Mass of single random variable from joint mass

I'm taking a course on probability and confused about single variable mass and joint mass. Here is a quote of the video, I'm learning from:

Using the joint mass to calculate the mass of a single random variable. For instance, consider two random variables $$X$$ and $$Y$$. If we sum the values of the joint mass $$p_{X,Y}(x,y)$$ over all possible $$y$$ values,

$$\sum_y p_{X,Y}(x,y) = \sum_y P(X=x, Y=y) \\= P(X=x, Y=\text{anything}) = P(X=x) = p_X(x)$$

It's stated that the mass of a single variable, $$X$$, is simply the sum of the joint mass over all possible values of $$Y$$.

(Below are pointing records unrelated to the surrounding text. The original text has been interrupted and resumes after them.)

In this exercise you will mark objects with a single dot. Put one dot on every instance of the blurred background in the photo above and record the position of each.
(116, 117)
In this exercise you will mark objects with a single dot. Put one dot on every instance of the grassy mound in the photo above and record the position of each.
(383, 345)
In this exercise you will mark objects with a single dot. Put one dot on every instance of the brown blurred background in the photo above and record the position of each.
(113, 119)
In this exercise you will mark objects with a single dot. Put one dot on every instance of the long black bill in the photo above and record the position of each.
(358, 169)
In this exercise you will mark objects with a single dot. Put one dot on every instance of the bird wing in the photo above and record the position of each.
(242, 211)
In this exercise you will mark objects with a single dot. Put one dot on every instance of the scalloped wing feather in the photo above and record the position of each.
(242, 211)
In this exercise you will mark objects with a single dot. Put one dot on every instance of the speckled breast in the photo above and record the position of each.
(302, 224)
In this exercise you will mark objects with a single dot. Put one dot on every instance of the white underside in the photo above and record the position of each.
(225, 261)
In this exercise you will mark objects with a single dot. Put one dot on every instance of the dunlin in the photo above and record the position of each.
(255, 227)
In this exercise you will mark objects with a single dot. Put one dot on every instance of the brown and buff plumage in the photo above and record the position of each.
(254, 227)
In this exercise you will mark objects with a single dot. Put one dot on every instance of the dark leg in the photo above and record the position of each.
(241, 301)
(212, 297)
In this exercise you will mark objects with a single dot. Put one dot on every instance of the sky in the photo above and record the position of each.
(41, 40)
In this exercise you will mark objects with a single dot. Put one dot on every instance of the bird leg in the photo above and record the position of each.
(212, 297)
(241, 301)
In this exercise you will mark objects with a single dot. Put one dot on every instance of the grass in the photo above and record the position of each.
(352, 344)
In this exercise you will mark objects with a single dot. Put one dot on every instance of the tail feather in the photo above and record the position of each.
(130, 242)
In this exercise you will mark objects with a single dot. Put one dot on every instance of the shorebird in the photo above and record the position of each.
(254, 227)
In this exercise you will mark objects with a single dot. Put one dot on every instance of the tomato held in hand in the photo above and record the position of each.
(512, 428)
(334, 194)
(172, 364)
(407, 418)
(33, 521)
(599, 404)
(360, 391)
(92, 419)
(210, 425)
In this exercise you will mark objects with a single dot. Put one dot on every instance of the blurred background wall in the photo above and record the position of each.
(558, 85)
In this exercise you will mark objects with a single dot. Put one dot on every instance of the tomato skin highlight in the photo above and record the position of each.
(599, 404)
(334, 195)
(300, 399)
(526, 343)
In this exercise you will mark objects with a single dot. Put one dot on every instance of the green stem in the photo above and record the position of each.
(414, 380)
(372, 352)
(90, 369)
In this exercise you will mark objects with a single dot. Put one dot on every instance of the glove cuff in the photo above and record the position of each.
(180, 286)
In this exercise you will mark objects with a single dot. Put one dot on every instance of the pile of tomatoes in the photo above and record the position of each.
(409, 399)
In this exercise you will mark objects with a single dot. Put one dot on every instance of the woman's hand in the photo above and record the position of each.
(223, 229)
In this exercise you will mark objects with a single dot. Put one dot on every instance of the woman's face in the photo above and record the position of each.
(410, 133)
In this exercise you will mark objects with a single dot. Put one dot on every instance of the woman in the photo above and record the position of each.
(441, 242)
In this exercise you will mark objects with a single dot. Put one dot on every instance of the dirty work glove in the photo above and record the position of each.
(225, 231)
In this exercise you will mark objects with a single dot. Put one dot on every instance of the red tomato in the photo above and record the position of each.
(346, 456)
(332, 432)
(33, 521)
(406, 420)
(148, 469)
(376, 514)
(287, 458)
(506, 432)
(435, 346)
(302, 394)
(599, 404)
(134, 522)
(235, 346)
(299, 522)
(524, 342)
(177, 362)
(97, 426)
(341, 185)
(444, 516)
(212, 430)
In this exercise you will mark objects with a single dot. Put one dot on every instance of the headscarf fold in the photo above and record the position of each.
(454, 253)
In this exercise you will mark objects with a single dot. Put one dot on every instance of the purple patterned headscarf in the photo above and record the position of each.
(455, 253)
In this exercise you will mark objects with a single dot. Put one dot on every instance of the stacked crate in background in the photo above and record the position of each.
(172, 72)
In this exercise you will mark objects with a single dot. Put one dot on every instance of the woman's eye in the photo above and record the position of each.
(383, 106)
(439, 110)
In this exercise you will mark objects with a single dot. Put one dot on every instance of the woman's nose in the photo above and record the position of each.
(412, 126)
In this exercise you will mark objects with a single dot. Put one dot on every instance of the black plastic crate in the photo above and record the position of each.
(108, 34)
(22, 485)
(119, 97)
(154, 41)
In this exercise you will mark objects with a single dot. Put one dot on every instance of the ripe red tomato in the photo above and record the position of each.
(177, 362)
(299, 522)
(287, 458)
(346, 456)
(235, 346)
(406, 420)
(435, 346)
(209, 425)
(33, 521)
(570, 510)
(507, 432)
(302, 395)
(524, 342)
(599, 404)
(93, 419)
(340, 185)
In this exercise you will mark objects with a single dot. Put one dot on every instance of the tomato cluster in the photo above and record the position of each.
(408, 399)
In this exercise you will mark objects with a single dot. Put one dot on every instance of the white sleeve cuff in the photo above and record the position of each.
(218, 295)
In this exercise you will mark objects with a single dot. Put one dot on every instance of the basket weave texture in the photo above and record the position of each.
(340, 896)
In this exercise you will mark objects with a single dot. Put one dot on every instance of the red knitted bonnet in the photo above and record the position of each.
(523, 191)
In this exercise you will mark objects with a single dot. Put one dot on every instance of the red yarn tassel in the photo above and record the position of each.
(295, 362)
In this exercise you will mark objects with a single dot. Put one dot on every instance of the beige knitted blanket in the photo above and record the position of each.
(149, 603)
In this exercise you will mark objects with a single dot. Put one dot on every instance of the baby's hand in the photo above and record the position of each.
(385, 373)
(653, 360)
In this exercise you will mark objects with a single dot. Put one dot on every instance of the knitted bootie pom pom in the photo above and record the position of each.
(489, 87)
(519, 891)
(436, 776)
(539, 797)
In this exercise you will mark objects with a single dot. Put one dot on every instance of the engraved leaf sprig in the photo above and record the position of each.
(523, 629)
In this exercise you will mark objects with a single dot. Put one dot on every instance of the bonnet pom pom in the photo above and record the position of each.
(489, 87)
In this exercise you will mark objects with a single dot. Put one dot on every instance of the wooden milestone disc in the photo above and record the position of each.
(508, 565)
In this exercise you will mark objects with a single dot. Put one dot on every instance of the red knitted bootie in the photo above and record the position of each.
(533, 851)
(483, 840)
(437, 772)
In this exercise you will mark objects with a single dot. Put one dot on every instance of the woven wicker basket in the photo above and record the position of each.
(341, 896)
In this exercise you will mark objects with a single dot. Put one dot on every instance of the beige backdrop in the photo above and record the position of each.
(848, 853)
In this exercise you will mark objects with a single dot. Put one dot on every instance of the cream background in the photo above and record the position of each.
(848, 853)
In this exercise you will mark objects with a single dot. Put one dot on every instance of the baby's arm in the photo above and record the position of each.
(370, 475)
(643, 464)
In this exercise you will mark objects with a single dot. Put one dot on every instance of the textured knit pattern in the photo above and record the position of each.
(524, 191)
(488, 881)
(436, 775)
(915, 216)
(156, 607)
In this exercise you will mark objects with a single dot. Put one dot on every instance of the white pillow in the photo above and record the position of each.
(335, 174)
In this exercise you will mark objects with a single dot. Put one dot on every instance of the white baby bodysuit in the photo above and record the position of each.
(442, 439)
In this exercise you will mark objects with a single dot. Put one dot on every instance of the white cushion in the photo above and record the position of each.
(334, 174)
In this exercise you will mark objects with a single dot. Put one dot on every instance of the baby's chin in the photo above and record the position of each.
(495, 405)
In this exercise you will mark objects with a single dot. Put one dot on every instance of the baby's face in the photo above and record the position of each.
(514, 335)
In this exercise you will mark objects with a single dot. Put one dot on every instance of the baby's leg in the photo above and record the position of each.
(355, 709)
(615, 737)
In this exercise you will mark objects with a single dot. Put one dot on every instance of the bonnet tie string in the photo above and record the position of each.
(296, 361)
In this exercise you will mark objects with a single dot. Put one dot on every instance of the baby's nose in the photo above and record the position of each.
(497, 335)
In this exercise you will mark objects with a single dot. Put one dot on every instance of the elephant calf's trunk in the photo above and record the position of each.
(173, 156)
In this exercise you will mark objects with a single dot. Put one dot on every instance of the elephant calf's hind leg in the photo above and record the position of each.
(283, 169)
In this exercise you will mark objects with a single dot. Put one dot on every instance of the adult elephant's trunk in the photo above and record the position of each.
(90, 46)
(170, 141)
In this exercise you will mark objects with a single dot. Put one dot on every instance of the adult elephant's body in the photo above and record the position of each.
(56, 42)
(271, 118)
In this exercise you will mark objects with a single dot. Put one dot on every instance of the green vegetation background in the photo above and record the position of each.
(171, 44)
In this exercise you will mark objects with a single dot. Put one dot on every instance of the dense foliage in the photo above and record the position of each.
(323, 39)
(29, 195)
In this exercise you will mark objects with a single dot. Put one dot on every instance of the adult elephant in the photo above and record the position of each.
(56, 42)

I'm not really following the logic of this. Specifically, where does the $$Y=\text{anything}$$ come from? And why does the $$Y$$ term disappear to leave just the mass of $$X$$?

I'm a beginner to the topic, so any simple explanation would be appreciated.

You have a bag of red and blue triangles and squares. You draw the figures randomly with replacement from the bag. You want to calculate the probability of drawing square of any color from the bag. Draw a $$2\times2$$ table with counts of all objects in the bag:

$$\begin{array}{cc} & \triangle & \square \\ \color{blue}{\text{blue}} & 11 & 25 \\ \color{red}{\text{red}} & 9 & 55 \\ \end{array}$$

Now

$$P(\square) = P(\color{blue}{\square}) + P(\color{red}{\square}) = \frac{25}{100} + \frac{55}{100}$$

So the formula combines the rows, saying it differently, it ignores the colors:

$$\begin{array}{cc} & \triangle & \square \\ & 20 & 80 \\ \end{array}$$

What the formula does, it just uses abstract symbols, so $$P(\color{blue}{\square}) = P(X=\square,\,Y=\color{blue}{\text{blue}})$$. The $$Y=\text{anything}$$ is just a clumsy notation to say $$Y\in\{\color{blue}{\text{blue}}, \color{red}{\text{red}}\}$$ in above case, as $$Y$$ can be any color, where only two are possible.

This is the law of total probability.